In the midst of this culture, we have forgotten that the starting point for compassionate care is to show compassion to each other. The pugilistic attitude from the top pervades its way throughout the organisation, and becomes normal. We forget to be nice to each other, and succeed in only being a bit mean to each other. It's crazy.

Yet, it needn't be like this, and in lots of places it isn't. I was reminded of how good it feels to work with compassionate colleagues this week. Sometimes, the care we offer patients falls short of our own expectations, and this week, we have been dealing with one such episode.

This week was the culmination of our internal review, in which we presented our findings to our medical director and nursing director, and I was gratified at how useful the experience was. It was allowed to be useful, because we treated it as the opportunity to learn as a team what went wrong, rather than blame particular individuals. Throughout the process, I noticed colleagues being very mindful of their colleagues emotional well-being, and allowing people to learn usefully without feeling like they were exposing themselves to excess blame. As a team, we were prepared to be open, and our senior managers allowed us to be. This allowed us to be open with the family, with whom we have spent time talking things through.

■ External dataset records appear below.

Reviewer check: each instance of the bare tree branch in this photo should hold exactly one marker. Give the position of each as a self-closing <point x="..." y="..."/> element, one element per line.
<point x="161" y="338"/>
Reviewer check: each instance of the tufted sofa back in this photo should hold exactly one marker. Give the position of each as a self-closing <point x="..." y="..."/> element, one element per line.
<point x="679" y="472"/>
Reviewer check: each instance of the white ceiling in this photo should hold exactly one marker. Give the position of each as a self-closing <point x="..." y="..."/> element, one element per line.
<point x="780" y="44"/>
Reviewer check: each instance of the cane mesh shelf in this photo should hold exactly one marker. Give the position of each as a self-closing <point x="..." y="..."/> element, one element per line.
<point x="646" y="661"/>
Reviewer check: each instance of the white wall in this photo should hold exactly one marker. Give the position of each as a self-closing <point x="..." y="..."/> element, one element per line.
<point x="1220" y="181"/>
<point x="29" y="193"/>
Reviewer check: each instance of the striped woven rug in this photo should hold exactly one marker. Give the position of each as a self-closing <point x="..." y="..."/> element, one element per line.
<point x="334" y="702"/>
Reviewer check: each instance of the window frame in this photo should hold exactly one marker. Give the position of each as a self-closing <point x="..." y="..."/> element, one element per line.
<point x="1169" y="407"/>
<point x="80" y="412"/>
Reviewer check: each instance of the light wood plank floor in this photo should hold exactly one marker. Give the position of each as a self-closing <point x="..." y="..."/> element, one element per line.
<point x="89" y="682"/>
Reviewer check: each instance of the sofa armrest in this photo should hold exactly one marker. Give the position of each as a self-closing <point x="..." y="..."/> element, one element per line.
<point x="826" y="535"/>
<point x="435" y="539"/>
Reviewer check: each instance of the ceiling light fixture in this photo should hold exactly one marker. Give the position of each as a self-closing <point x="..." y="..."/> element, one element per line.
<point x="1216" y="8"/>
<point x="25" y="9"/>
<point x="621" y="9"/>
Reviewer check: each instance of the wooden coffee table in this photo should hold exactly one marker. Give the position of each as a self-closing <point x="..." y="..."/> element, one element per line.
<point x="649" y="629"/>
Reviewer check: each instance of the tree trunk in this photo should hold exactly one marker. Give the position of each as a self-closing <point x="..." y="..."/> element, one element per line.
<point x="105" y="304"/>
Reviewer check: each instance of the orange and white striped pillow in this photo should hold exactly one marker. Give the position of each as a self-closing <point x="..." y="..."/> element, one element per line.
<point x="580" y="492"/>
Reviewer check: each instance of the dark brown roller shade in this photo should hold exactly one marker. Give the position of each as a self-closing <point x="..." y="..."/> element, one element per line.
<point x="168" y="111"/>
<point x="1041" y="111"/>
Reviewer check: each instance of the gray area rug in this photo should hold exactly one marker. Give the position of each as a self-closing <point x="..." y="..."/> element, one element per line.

In dealing with this learning process, I have experienced from colleagues sympathy, empathy and support that I didn't even know I needed. I came out of a review of our care failings feeling that I had been part of a team learning exercise that emphasised the compassion of my teams not just to our patients, but also to each other. This week, instead of wondering where the strength to continue comes from, I know that it comes from colleagues like mine.

I have no idea what is going to happen to the NHS over the next few years, and I am still worried about it. The one thing I do know, though, is that I work with the kind of people, in the kind of organisation that you want to face a time of uncertainty with.

So perhaps, individually, we all need to take a leap of faith: be nice to the person next to you, and perhaps they will pay it forward. And who knows, in time, perhaps there will be a cultural reset, and niceness will percolate in the way that meanness currently does.